第一百零八章 熱吻言和
翌日清晨天還未亮,部隊已經集結準備出發,走出帳篷,徐妙錦不由得打個寒顫,粹雪連忙拿出白狐絨邊鵝黃色鬥篷替她披好,“天氣涼,姐姐身子向來弱,斷不可著了風寒。”
她含笑凝望著粹雪不語。
“粹雪對貴妃的關切真是叫臣妾自歎不如,看著貴妃和粹雪的姐妹情深,臣妾著實欣羨至極。”達瓦嬌笑著走過來道。
“離啟程怕是還有一會功夫,婉良娣有欣羨旁人的心思,倒不如好好放在安胎龍嗣之上,況且天寒地凍,若是妹妹有半點閃失,可要叫陛下心疼了。”徐妙錦瞥她一眼後淡淡說道。
“姐姐教訓的是,要怪都怪臣妾自己,昨晚本該勸陛下節製一下的,無奈陛下太過熱情,讓臣妾難以抗拒,至今還覺得渾身酸痛呢。”說著,達瓦含羞般低頭偷笑。
粹雪氣得麵色如紙般蒼白,走上前攙扶著徐妙錦的手高聲道:“貴妃娘娘,陛下還在等著,快走吧,免得一會陛下又等急擔心了。”
徐妙錦心知粹雪這話無非是要氣達瓦,不免無奈含笑隨她而去,同達瓦擦肩而過時,她忽聞達瓦用一個低不可聞的聲音在她耳畔含笑道:“徐妙錦?”

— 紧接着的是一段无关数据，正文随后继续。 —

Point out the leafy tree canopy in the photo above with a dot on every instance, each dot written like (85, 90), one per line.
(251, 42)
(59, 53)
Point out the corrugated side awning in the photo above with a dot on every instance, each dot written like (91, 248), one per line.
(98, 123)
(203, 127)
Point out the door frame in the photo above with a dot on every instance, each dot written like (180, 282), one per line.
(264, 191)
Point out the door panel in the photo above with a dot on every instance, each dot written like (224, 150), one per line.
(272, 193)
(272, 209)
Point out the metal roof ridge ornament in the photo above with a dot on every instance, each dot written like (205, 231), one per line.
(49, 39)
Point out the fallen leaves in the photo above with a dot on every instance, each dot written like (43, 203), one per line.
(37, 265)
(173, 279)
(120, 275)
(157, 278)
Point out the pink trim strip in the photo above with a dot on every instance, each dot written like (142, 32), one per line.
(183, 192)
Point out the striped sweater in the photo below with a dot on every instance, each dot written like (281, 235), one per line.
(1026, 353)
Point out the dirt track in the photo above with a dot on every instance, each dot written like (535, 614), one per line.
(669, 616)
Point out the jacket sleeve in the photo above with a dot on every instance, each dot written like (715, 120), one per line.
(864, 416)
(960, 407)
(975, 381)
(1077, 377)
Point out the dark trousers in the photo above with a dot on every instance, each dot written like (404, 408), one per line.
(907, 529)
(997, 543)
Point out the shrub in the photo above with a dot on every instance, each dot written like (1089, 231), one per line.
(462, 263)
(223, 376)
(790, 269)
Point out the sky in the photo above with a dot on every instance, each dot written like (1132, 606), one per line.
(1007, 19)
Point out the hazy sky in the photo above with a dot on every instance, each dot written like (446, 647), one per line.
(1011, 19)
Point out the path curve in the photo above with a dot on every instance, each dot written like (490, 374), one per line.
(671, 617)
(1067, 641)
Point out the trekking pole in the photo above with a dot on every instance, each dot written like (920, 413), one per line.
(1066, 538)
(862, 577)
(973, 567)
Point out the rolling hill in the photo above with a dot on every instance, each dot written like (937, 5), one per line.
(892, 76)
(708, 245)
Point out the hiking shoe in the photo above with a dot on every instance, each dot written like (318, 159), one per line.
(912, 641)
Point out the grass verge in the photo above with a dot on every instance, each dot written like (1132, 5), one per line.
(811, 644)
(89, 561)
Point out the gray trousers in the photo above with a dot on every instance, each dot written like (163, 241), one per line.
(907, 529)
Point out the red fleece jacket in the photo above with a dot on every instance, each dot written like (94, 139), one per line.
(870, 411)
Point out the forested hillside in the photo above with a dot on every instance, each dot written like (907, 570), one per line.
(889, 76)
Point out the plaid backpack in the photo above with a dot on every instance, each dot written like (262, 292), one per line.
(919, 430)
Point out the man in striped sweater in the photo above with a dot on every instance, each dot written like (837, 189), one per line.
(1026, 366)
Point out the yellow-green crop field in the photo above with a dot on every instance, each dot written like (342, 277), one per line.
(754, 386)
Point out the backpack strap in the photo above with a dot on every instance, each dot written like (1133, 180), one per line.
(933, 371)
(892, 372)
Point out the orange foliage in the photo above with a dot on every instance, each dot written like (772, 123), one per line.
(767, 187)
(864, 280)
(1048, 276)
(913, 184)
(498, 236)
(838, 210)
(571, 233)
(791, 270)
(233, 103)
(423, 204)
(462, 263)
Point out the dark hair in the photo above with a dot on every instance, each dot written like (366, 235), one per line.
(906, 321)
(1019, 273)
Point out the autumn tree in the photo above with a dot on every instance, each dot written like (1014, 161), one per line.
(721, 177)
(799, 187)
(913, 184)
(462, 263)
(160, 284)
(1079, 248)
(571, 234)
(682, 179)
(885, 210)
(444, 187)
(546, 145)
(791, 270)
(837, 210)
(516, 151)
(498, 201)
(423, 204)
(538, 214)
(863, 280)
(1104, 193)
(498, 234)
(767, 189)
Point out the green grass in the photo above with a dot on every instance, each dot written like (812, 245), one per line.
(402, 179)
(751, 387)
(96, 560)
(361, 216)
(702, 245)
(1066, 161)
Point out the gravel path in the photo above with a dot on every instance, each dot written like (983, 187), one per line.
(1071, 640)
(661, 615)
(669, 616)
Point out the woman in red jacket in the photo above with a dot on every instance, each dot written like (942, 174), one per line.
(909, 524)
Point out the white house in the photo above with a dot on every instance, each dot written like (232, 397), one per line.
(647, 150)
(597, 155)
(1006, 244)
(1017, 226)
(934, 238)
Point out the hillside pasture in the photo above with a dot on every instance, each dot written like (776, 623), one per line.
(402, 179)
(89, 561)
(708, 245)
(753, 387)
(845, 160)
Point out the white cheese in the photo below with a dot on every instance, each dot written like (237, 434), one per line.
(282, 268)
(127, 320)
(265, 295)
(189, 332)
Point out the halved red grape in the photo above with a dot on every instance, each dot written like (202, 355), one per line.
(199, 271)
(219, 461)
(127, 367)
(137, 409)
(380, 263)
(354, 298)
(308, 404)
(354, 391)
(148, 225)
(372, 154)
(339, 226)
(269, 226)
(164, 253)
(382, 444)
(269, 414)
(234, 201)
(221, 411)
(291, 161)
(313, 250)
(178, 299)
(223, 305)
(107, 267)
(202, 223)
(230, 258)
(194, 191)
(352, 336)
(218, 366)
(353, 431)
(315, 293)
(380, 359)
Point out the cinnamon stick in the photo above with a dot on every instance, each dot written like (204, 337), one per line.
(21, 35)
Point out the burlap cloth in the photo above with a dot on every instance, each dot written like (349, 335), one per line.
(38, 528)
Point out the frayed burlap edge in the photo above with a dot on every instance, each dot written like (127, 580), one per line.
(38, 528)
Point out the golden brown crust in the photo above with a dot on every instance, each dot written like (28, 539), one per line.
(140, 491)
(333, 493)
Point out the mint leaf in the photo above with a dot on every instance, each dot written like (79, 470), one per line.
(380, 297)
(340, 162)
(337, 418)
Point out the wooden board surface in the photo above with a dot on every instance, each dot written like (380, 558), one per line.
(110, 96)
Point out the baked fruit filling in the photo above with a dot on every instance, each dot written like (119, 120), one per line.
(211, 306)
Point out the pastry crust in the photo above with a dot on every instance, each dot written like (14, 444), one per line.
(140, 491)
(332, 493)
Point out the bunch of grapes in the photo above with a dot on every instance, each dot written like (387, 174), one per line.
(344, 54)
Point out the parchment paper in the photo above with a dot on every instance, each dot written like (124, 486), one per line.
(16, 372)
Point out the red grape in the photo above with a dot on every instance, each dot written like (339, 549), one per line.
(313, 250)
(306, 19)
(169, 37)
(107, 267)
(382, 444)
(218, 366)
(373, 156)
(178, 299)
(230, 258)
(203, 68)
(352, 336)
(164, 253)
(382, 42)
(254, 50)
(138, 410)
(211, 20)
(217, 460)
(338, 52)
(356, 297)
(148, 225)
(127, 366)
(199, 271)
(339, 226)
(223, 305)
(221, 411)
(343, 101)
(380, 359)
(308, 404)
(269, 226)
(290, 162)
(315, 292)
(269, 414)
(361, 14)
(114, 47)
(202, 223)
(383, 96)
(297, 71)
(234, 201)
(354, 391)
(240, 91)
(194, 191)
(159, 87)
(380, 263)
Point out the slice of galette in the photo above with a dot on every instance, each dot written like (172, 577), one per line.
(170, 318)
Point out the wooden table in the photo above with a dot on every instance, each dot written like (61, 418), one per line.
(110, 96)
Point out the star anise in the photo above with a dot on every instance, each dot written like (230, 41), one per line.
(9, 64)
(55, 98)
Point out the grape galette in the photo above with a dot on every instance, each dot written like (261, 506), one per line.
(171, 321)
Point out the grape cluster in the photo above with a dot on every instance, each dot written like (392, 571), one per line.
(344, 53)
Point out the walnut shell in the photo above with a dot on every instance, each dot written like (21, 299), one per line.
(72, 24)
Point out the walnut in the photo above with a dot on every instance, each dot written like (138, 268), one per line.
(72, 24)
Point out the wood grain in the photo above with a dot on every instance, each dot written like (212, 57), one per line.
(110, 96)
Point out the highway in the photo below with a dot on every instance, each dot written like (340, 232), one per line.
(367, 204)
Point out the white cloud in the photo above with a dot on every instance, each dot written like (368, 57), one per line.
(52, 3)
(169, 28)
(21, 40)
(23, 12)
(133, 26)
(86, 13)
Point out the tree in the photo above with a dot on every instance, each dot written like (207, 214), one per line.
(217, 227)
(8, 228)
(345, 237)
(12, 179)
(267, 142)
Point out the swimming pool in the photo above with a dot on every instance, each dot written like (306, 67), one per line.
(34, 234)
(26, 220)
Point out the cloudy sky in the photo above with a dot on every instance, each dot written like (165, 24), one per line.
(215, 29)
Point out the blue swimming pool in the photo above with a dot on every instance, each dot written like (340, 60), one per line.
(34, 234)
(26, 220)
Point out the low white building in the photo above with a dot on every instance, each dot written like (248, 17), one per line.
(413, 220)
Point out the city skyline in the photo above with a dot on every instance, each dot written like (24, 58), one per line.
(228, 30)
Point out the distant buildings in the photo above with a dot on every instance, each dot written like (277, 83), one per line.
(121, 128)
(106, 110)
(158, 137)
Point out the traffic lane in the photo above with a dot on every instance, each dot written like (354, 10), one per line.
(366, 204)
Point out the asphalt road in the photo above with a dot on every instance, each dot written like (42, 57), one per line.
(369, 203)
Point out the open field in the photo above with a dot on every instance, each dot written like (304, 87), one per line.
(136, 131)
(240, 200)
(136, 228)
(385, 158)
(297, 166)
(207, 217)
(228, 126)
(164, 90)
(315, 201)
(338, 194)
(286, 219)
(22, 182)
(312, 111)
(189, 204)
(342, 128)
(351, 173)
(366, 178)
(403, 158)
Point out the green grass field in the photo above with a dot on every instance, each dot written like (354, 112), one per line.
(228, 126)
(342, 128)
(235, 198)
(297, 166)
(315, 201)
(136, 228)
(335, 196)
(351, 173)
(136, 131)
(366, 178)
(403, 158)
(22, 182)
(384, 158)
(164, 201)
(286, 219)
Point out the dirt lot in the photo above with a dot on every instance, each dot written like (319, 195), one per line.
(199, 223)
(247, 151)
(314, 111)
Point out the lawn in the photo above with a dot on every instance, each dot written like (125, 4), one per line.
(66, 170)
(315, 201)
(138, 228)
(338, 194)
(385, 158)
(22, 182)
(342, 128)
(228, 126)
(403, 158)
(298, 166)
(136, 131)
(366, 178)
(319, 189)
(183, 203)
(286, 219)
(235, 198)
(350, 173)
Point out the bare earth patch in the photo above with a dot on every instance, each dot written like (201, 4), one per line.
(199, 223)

她整個人都僵住,粹雪不解地望著她滿臉驚愕的麵容,又望向盛氣淩人的達瓦。
隻見她依舊麵若桃花般踱步至她們麵前,輕聲對攙扶自己的婢女道:“臘梅,我們走,否則一會陛下真的要等急了。”達瓦可以將‘真的’二字說的格外清晰明亮,語畢她大笑著離開。
“真是欺人太甚!”粹雪跺腳氣道。
“怎麽會?”徐妙錦蹙眉沉思,“她怎麽會知道?”
“知道什麽?”粹雪小聲問。
“她怎麽會知道我是徐妙錦?”她抬起頭迎上粹雪驚愕的目光。
整整一天,徐妙錦滿心都是這件事,就連中午用膳的時候都是心不在焉的模樣,端坐在主位的朱棣放下手中的筷子,對福貴遞個眼色,福貴便心領神會地走到徐妙錦身邊低聲道:“娘娘怎麽不用膳?可是不合口味?”
她一驚,連忙抬頭迎上福貴諂笑的目光道:“沒事,我,我隻是不餓而已。”說著,她起身對朱棣行禮道:“皇上,臣妾身體有些不適,先行告退。”
還未等朱棣開口,她已經轉身離開。
見她失魂落魄的模樣,達瓦嘴角不由得揚起一個隱晦不明的笑意,朱棣掃興地歎口氣起身離開,見徐妙錦這不冷不熱的態度,他以為是她還在和自己慪氣,明明是她的錯,如今倒像他做了天大對不起她的事一樣。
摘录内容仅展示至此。